Which Should You Choose?
🎯 Q5_K_M — The Sweet Spot (Recommended)
Best balance of quality and size. You lose ~5-10% quality compared to full precision, but the model is 70% smaller.
- • Best for: General chat, coding, writing
- • RAM needed: Model size + 2-3GB overhead
- • Speed: Fast loading, good inference
💾 Q4_K_M — When RAM Is Tight
Significant compression with acceptable quality loss. Good for running larger models on limited hardware.
- • Best for: 8GB-16GB RAM systems, running 70B models on 24GB VRAM
- • Quality impact: ~15-20% reduction
- • Trade-off: Size vs. reasoning quality
🏆 Q8_0 — Maximum Quality
Closest to the original model. Minimal quality loss but requires twice the RAM of Q4.
- • Best for: Critical tasks, production use, research
- • RAM needed: 2x Q4 size
- • When: You have abundant memory (32GB+)
⚠️ Avoid Q2 and Q3
These are too aggressive. You get tiny files but the model becomes noticeably "dumber" — poor reasoning, repetitive outputs, and incoherent responses at longer contexts.
Real-World Example: Llama 3.3 70B
Let's look at how quantization affects one of the best open-source models:
| Format | File Size | RAM Required | Use Case |
|---|---|---|---|
| FP16 | 140 GB | 143+ GB | Enterprise only |
| Q8_0 | 74 GB | 77+ GB | High-end workstations |
| Q5_K_M | 43 GB | 46+ GB | Mac Studio, high-end PCs |
| Q4_K_M | 38 GB | 41+ GB | 64GB MacBook Pro |
Key Insight: A $4,000 Mac Studio with 64GB unified memory can run Q5_K_M Llama 3.3 70B at near-GPT-4 quality, completely offline. That's the power of quantization.

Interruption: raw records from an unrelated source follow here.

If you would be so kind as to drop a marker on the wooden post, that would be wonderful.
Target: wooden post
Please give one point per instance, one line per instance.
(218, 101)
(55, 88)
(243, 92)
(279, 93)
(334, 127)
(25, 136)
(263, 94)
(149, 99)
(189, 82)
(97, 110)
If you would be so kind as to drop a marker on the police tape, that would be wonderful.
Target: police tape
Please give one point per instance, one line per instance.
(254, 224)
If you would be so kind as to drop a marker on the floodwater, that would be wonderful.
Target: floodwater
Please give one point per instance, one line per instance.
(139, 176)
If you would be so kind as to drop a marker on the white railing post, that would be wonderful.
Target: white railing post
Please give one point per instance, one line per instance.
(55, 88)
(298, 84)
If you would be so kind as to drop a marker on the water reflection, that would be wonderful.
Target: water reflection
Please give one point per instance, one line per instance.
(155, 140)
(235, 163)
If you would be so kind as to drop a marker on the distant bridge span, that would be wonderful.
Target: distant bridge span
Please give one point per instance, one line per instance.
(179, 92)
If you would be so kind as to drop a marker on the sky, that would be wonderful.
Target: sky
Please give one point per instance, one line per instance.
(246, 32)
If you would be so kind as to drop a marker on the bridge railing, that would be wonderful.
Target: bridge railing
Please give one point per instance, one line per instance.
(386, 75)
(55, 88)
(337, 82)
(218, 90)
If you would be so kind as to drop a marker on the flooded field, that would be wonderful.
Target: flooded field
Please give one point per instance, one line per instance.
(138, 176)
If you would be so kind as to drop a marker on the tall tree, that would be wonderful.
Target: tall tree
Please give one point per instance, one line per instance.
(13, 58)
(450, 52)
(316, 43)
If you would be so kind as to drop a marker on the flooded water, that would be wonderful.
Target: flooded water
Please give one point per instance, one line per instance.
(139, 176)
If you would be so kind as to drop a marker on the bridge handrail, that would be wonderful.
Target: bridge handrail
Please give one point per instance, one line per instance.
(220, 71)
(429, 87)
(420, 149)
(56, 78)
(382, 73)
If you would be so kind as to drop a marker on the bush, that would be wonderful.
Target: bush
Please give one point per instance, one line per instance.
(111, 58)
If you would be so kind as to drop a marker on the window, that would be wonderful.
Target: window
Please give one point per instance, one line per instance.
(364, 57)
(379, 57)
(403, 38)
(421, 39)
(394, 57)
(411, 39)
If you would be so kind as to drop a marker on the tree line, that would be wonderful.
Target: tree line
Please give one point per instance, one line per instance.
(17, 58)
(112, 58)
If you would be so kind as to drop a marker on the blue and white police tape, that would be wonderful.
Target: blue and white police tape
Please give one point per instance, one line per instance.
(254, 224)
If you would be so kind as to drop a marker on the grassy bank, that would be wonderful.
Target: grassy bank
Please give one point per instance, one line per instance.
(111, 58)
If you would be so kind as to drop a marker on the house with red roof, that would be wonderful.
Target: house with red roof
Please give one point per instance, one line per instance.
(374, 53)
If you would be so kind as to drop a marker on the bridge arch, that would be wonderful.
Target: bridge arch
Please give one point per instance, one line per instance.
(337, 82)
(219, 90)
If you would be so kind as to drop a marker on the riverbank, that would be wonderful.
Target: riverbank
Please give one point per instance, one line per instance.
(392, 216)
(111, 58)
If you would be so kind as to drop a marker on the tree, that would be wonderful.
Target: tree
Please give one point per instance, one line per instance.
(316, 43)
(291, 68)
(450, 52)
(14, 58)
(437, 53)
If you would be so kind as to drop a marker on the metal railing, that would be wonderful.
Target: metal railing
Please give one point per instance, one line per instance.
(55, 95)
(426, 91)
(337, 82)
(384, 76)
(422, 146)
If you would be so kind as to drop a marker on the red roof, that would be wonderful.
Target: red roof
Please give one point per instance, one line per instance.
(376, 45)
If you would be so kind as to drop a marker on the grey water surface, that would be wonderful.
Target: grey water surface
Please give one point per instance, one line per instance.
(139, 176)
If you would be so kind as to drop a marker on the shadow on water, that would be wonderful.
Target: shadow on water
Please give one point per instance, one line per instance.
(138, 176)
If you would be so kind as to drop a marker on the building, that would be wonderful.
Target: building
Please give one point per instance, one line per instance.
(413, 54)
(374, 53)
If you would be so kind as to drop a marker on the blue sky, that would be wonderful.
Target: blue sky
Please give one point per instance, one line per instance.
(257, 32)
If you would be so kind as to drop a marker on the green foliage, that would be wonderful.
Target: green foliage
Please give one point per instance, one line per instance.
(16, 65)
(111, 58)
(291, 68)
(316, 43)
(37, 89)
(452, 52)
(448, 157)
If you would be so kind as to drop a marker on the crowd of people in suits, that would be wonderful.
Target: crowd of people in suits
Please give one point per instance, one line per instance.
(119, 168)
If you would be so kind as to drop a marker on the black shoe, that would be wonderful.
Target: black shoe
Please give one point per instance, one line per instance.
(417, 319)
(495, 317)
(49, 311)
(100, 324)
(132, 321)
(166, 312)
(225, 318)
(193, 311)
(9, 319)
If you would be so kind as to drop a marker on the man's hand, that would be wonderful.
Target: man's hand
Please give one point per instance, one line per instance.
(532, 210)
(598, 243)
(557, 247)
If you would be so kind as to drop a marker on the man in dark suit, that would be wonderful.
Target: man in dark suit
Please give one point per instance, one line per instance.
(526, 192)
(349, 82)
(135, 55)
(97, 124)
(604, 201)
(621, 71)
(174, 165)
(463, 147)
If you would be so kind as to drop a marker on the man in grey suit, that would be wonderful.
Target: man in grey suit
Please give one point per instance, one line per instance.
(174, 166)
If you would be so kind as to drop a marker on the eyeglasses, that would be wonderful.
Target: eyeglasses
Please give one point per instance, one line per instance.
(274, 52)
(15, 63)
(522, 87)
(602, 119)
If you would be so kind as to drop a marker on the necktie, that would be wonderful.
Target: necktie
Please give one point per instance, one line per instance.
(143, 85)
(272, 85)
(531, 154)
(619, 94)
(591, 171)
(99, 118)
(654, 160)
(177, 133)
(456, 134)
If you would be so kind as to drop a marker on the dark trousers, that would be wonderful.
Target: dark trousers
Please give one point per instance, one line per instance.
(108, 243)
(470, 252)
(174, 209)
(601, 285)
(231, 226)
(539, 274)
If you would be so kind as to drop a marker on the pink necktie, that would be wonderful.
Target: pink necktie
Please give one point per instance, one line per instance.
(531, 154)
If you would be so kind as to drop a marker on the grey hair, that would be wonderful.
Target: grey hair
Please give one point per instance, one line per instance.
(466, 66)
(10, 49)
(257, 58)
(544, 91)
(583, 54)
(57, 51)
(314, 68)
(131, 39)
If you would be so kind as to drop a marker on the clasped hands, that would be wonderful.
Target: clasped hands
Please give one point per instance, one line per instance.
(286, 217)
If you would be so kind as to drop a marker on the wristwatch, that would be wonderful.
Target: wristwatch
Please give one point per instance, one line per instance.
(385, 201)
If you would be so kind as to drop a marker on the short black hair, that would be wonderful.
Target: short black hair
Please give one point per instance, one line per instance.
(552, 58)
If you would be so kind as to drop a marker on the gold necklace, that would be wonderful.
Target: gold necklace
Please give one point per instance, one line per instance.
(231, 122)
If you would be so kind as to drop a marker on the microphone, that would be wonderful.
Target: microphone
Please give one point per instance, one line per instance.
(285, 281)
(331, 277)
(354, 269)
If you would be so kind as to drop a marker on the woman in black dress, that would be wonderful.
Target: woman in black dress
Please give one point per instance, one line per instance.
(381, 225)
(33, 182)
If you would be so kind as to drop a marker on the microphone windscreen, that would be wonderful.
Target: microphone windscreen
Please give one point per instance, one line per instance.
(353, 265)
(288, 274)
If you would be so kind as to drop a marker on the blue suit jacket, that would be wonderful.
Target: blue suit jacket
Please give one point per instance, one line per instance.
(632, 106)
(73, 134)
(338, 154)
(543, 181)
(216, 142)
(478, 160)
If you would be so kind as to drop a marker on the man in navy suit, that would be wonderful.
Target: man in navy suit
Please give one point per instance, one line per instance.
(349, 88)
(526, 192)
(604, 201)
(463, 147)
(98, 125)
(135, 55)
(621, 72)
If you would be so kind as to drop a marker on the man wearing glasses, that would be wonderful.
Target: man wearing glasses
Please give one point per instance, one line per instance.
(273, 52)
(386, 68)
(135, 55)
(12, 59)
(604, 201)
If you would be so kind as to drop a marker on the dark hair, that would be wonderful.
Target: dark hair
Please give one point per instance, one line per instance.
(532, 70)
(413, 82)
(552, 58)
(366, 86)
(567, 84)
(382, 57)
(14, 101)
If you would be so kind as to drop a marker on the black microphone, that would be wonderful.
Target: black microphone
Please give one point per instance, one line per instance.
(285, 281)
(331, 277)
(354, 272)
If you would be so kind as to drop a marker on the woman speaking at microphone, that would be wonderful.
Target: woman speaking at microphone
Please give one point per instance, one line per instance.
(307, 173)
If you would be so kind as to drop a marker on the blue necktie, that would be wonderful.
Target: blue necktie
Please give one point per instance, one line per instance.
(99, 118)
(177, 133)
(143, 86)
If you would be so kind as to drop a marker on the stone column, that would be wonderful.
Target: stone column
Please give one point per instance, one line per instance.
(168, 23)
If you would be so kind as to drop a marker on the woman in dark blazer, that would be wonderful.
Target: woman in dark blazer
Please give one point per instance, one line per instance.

Performance Impact: Does Quantization Slow Things Down?
Surprisingly, lower quantization often runs faster. Here's why:
- ▸ Memory bandwidth: Smaller models load faster from RAM/VRAM
- ▸ Cache efficiency: 4-bit weights fit better in CPU/GPU caches
- ▸ Batch processing: More tokens processed per memory cycle
On Apple Silicon, Q4 models often achieve higher tokens/second than Q8 because the unified memory architecture favors smaller memory footprints. On NVIDIA GPUs with limited VRAM, Q4 enables larger batch sizes.
How to Choose: Quick Decision Tree
Step 1: Check your available RAM (System RAM for CPU, VRAM for GPU)
Step 2: Look up the model sizes at different quantizations
Step 3: Use this rule:
- • If RAM ≥ 2x model size → Try Q5_K_M
- • If RAM is tight → Use Q4_K_M
- • If you need maximum quality → Use Q8_0
Or just use our LocalClaw configurator — we automatically recommend the optimal quantization based on your detected hardware.
Bottom line: Start with Q5_K_M for everything. Only go lower if you must, and only go higher if you have RAM to spare.